Of all the leading composers of the 18th century, only Francesco Geminiani (1687-1762) is lacking a complete critical edition of his music and writings. Although held to be the equal of Corelli in his own day - and indeed thought by some to be superior to his contemporary Handel in instrumental composition - a surprisingly large proportion of his compositions have never been reissued since his lifetime, and with the exception of a few solo sonatas and his treatises on “good taste“ and violin playing, Geminiani is largely ignored by the baroque taste of the present day.
The lack of availability of his music in scrupulous modern editions designed for practical performance has concealed the enormous originality he showed both in writing and re-writing his own music, and that of his teacher, Corelli. His adaptations and re-workings have never to date been presented fully and in a form that allows for pertinent comparison, and the majority of his music has not been revisited by musicologists for the last half century.

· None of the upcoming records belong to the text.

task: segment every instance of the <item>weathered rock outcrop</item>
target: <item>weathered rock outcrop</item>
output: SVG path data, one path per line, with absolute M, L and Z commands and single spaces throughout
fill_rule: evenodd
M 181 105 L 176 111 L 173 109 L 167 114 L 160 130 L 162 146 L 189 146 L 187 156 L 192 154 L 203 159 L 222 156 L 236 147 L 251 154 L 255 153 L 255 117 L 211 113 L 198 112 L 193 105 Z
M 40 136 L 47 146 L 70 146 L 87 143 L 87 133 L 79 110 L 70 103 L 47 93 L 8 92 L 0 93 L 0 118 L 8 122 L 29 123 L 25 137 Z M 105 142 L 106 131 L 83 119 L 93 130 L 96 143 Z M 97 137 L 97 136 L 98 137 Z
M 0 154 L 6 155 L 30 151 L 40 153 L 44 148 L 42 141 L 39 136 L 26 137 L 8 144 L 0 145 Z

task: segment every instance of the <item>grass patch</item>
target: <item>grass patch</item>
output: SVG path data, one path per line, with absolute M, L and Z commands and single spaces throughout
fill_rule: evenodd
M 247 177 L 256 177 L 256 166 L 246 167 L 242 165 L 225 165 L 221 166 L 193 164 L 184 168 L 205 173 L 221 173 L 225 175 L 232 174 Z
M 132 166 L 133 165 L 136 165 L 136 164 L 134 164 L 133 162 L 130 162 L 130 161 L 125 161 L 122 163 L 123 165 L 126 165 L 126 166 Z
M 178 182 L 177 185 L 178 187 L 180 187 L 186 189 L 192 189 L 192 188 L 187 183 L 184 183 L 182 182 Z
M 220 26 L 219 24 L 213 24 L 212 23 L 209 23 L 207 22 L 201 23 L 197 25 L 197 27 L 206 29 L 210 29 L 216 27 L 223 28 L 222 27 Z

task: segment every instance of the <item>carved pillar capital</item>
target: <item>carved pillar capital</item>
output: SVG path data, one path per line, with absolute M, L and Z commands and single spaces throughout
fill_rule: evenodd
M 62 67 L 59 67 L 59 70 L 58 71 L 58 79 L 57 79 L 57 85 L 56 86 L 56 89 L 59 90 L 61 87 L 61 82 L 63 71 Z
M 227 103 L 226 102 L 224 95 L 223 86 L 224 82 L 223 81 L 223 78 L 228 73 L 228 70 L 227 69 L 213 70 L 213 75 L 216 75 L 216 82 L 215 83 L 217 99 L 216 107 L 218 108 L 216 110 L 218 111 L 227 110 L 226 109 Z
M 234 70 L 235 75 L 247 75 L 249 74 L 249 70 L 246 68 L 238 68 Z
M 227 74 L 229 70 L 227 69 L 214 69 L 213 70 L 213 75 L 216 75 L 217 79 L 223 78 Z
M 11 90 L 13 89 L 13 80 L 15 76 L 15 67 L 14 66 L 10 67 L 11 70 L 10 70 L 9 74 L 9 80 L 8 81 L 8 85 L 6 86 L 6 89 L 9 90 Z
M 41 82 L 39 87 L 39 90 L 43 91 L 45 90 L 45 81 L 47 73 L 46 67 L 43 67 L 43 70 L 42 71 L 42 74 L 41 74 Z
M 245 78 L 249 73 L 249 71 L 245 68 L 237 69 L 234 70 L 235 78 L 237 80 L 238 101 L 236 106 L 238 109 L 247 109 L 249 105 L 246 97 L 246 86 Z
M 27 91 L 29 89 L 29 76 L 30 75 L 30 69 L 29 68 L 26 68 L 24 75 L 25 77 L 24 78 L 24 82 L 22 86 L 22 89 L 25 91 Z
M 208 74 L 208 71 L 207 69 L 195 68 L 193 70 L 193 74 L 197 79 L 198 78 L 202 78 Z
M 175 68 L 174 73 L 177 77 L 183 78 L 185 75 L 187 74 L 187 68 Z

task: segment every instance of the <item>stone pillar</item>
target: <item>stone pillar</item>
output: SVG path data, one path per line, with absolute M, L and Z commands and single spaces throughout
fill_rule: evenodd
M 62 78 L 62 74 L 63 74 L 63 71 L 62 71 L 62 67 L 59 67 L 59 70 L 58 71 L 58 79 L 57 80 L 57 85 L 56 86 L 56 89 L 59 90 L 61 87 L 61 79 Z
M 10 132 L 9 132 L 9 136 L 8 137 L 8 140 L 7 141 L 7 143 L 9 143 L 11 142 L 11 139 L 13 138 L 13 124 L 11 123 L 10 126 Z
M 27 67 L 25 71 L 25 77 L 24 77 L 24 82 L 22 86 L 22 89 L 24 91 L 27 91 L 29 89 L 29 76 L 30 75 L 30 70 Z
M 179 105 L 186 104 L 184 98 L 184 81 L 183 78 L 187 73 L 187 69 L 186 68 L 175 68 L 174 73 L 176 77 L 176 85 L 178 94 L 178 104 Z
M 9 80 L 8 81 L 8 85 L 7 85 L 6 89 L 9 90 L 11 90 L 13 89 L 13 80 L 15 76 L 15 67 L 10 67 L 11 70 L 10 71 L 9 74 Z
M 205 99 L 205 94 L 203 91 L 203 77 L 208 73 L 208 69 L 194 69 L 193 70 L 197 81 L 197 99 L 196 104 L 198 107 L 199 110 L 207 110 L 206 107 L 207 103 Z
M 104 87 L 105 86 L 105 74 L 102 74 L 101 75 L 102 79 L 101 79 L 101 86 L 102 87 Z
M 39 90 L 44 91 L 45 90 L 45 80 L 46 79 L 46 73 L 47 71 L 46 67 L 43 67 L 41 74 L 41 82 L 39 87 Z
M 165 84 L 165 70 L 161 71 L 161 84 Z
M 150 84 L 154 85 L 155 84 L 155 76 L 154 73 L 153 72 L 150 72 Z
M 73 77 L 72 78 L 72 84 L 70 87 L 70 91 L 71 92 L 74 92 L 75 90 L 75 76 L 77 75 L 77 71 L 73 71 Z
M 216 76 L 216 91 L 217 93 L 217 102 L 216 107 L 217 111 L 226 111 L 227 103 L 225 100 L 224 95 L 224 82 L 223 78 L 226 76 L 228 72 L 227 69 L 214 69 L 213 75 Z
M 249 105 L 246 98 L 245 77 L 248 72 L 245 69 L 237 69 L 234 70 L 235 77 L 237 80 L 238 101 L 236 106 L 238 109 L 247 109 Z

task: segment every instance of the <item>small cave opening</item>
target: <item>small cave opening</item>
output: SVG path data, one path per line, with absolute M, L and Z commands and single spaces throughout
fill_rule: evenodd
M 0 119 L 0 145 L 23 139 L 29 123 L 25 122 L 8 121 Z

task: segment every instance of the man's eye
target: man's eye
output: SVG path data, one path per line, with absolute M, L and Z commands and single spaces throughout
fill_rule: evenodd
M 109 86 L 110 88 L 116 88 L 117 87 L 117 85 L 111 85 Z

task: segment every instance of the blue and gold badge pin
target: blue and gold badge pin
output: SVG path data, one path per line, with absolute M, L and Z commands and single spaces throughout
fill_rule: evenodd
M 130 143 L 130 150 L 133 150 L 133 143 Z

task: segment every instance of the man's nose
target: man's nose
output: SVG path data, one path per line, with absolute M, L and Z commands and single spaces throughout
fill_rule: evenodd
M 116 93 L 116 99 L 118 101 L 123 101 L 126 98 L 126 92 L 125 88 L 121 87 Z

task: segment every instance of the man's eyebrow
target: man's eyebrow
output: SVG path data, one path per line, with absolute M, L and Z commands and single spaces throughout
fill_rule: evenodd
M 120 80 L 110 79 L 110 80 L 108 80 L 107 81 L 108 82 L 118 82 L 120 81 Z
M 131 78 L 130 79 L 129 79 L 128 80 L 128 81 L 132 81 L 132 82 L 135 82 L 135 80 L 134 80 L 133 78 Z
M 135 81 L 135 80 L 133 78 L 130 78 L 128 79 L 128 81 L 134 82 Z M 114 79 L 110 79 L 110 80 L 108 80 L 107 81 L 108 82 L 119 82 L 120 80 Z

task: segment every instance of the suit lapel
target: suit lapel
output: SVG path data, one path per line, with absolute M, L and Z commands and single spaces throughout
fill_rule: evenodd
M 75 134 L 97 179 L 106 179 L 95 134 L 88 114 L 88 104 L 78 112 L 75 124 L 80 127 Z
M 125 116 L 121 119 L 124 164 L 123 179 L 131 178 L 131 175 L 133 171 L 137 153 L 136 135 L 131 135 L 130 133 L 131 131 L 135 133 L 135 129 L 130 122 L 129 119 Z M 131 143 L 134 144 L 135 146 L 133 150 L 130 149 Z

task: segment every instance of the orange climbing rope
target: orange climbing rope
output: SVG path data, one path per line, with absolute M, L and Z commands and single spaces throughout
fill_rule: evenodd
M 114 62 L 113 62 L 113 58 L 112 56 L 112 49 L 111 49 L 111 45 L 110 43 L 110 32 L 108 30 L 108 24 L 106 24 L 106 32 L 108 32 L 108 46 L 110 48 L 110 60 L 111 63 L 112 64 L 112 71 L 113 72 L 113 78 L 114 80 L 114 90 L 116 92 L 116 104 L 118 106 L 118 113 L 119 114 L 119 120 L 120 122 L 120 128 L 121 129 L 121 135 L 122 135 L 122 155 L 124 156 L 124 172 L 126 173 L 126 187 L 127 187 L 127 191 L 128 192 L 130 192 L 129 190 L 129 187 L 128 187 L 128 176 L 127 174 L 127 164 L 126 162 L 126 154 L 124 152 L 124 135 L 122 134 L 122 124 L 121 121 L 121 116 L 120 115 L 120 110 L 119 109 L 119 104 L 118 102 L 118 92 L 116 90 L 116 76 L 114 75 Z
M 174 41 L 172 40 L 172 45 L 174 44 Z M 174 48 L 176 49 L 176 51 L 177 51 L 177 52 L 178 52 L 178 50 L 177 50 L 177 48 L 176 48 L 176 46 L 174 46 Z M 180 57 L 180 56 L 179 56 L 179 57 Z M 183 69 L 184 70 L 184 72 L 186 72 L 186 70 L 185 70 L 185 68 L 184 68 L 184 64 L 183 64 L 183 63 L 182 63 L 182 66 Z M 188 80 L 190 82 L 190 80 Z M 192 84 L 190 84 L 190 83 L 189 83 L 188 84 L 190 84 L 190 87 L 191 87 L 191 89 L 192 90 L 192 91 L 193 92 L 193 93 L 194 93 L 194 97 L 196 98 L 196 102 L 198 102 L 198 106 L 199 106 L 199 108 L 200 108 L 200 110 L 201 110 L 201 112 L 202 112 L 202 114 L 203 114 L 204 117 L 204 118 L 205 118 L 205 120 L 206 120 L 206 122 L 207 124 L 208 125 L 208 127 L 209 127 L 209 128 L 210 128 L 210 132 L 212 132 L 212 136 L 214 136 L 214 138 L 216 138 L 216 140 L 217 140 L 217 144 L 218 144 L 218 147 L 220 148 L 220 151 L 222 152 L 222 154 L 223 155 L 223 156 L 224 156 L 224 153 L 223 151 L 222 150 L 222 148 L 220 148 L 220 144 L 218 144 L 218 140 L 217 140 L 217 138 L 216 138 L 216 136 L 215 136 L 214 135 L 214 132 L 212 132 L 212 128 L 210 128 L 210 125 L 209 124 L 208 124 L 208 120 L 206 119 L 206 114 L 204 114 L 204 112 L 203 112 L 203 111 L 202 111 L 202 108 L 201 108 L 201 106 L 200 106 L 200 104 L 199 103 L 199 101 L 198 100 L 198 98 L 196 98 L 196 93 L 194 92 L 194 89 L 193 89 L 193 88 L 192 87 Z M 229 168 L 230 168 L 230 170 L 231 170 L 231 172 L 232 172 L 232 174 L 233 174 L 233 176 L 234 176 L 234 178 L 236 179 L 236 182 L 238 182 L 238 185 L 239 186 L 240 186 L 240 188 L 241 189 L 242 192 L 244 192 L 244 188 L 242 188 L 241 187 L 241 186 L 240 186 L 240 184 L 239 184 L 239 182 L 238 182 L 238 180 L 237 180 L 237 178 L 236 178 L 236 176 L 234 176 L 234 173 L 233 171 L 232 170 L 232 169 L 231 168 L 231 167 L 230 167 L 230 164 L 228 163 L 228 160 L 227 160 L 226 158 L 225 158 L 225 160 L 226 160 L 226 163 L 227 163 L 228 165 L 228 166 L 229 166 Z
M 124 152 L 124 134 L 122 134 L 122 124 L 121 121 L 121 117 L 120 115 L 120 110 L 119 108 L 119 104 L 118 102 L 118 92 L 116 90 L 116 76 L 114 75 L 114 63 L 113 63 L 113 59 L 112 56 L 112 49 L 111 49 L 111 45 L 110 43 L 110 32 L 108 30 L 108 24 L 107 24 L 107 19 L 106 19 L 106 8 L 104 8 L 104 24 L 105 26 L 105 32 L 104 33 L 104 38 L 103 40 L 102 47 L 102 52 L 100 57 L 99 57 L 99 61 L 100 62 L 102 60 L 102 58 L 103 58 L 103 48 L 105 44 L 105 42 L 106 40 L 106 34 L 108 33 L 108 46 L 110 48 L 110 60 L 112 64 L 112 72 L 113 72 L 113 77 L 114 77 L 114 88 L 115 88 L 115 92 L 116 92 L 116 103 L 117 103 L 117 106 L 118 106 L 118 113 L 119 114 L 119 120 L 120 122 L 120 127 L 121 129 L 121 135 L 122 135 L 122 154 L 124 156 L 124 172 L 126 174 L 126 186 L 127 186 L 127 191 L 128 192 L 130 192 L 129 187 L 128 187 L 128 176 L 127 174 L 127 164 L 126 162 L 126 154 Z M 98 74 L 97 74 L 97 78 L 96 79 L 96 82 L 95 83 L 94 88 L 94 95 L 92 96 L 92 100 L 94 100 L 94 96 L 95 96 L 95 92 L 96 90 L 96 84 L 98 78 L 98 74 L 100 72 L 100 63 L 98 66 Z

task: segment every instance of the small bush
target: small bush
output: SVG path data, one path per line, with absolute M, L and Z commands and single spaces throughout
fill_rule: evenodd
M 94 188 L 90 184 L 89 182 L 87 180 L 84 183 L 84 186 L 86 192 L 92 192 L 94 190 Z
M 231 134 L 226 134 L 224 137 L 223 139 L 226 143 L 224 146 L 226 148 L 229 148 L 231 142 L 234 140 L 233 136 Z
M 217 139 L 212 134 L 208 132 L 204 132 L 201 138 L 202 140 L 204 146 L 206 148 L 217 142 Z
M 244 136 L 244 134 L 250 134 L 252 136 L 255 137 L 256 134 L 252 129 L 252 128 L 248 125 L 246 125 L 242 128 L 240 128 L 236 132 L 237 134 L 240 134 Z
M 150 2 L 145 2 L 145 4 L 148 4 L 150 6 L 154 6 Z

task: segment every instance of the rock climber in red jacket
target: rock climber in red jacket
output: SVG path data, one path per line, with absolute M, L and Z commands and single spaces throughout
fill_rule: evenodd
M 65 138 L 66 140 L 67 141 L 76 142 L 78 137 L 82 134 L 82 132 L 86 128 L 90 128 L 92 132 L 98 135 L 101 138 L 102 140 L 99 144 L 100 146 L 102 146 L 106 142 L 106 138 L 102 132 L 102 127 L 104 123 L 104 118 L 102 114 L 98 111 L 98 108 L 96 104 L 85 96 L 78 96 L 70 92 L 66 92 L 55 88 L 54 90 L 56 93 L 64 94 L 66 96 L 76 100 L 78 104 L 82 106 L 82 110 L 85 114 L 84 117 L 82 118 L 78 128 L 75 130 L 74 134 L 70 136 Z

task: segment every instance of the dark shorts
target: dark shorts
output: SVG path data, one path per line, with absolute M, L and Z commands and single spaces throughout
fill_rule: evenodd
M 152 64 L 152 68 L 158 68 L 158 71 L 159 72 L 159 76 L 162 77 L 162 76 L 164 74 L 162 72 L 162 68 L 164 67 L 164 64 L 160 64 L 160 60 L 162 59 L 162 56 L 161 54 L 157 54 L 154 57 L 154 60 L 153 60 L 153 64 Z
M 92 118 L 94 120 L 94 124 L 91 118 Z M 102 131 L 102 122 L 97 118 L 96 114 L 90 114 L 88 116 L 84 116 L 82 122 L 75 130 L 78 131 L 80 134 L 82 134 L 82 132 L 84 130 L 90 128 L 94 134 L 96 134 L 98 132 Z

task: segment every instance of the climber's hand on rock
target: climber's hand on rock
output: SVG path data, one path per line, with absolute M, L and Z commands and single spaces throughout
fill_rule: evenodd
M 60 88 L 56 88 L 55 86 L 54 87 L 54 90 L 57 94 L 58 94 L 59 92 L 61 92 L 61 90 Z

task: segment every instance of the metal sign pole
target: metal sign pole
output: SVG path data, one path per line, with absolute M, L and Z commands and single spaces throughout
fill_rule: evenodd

To celebrate the 250th anniversary of the composer’s death in 2012, Francesco Geminiani Opera Omnia will present all his works, instrumental, vocal and didactic, in full critical editions, with the composer’s first versions, revisions and re-workings presented consecutively by opus number, including a full critical commentary and facsimiles, together with practical editions and complete performance material for the orchestral and chamber works. The didactic treatises issued in English will be accompanied by Italian, French or German translations of the period, where these exist, together with full commentaries from modern authorities.
The Geminiani Opera Omnia is supplemented by Geminiani Studies, a volume of sixteen essays by international scholars on Geminiani's compositions and theoretical works, his art dealing and experiences with Freemasonry and the law, and his reception throughout history and in performance today.